When Apache is doing content negotiation, it follows an exhaustive, well thought out algorithm for selecting the best variant. A normal web browser will send something like this in its request headers:
Accept: application/xhtml+xml,text/html;q=0.9,text/plain;q=0.8,*/*;q=0.5
If, like me, you want to serve up multiple content types using negotiation, but show HTML by default for normal users, then step 1 of the Apache algorithm will already do the right thing for you. The browser has declared HTML to be its highest preference, so Apache will pick that.
Unfortunately Google (and other search engines) send only this:
Accept: */*
in which case the other rules in the Apache algorithm come into play. In my case, the plain text variant of my resources was being selected because of step 8 in the algorithm, so Apache was serving plain text to Google and HTML to everyone else.
Not only is this against Google’s rules (it would be considered “cloaking”), but it’s also really bad for rankings!
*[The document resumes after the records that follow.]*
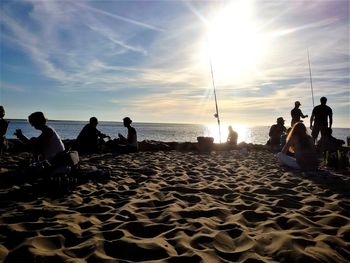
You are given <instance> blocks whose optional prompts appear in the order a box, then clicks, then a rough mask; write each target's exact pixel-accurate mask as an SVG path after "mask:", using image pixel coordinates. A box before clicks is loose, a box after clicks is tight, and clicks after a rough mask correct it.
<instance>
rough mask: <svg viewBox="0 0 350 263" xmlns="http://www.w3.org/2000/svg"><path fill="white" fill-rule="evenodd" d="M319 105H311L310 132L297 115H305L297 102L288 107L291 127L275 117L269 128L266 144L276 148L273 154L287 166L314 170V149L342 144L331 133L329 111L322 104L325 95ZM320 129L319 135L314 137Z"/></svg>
mask: <svg viewBox="0 0 350 263" xmlns="http://www.w3.org/2000/svg"><path fill="white" fill-rule="evenodd" d="M320 103H321V104H320V105H318V106H316V107H314V109H313V110H312V114H311V118H310V129H311V131H312V132H311V136H310V135H309V134H308V132H307V129H306V126H305V125H304V124H303V121H302V120H301V118H303V119H304V118H307V117H308V115H304V114H303V113H302V111H301V110H300V108H299V107H300V106H301V104H300V102H299V101H296V102H295V107H294V108H293V109H292V110H291V117H292V121H291V127H290V128H289V129H287V128H286V127H285V126H284V123H285V120H284V119H283V118H282V117H279V118H277V123H276V124H274V125H272V126H271V128H270V131H269V136H270V139H269V141H268V145H270V146H271V147H272V149H273V150H275V151H279V153H278V154H277V158H278V159H279V161H280V162H281V163H283V164H285V165H287V166H289V167H292V168H296V169H303V170H315V169H316V168H317V167H318V153H317V152H318V151H320V152H325V151H328V150H334V149H336V148H337V147H340V146H342V145H343V144H344V143H345V142H344V141H343V140H338V139H336V138H334V137H333V136H332V124H333V112H332V109H331V108H330V107H329V106H327V105H326V103H327V98H326V97H321V99H320ZM319 133H321V139H320V140H319V141H317V137H318V135H319Z"/></svg>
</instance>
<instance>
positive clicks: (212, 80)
mask: <svg viewBox="0 0 350 263" xmlns="http://www.w3.org/2000/svg"><path fill="white" fill-rule="evenodd" d="M209 60H210V71H211V79H212V82H213V88H214V98H215V109H216V113H215V114H214V117H215V118H217V120H218V126H219V140H220V143H221V128H220V116H219V109H218V101H217V99H216V88H215V81H214V72H213V63H212V61H211V56H210V57H209Z"/></svg>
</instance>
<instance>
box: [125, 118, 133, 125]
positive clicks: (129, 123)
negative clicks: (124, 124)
mask: <svg viewBox="0 0 350 263" xmlns="http://www.w3.org/2000/svg"><path fill="white" fill-rule="evenodd" d="M123 122H126V123H129V124H131V123H132V120H131V119H130V118H129V117H125V118H124V119H123Z"/></svg>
The solution is to configure “quality of source” (qs) multipliers, such that
your preferred content type comes out with the highest quality score in cases
where the client sends Accept: */*
. That’s easy if you’re using type map
files,
but who wants to create a type map for every resource on their site?
MultiViews
gives you automatic type mapping, but the docs don’t explain how to set the qs
multiplier for MultiViews.
Luckily, it is possible, just not obvious. I eventually found a thread on the Apache users mailing list from 2002 which explains: you can use the AddType directive to redefine content types with a qs parameter, which Apache will then apply in its negotiation algorithm. Your config would look something like this:
<Directory "/var/www/localhost/htdocs">
Options +Multiviews
AddType application/atom+xml;qs=0.5 .atom
AddType text/plain;qs=0.1 .txt
# all other content types will have a default qs multiplier of 1.0
...
</Directory>
Unfortunately Apache will pass the qs parameter on to clients in its response headers. As mentioned in the mailing list thread, it may or may not be in adherence to the spec, and it certainly is ugly, but in my testing it doesn’t seem cause any harm.